Saturday, May 7, 2011

standing in line for coffee. That girl is standing in front of me. Talking to a thin blonde girl about how good her second child is. Years ago, back when I knew her, I don't know her anymore- it's been that long- the kinda long where you don't say "hi" anymore, or nod. The kinda long that has returned each side back to strangers- we both co-miserated(sp?) about our biggest dream- cheesy as it was. The difference is- years later- she had done it. A simple dream, really. Nothing no one would write up in any paper. But I am thirty plus now going home to an empty room. Choking an a thousand empty intrigues. Boys with heavy eyelids and hungry hearts, and nothing to put on the table. And I choke because I can't even pick these flighty things up. Last night a boy gave me the eye. Several, in fact. One, I squirmed and glanced away like his gaze held glass shards. Touch. Go. Walk away.

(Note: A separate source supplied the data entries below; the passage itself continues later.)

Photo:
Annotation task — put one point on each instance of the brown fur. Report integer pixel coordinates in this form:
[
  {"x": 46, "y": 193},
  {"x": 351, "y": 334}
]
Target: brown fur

The other I sang to the wall beside me till his net hit more fish. The third, I simply called his bluff. He kissed me. I tried to run. He threw me in a cab. Like a send off, till he disapated into the night. Today, I work in a blue uniform. Tomorrow is mother's day. My mother is a crazy old wound in me. So many ways she has carved me into this terrified, solitary, and scarred woman I am. So, I had this little dream- a simple dream- silly even. I just wanted to be for someone else what I never had. So, before I go back to work- i'll just recognize how that girl succeeded. And I have failed.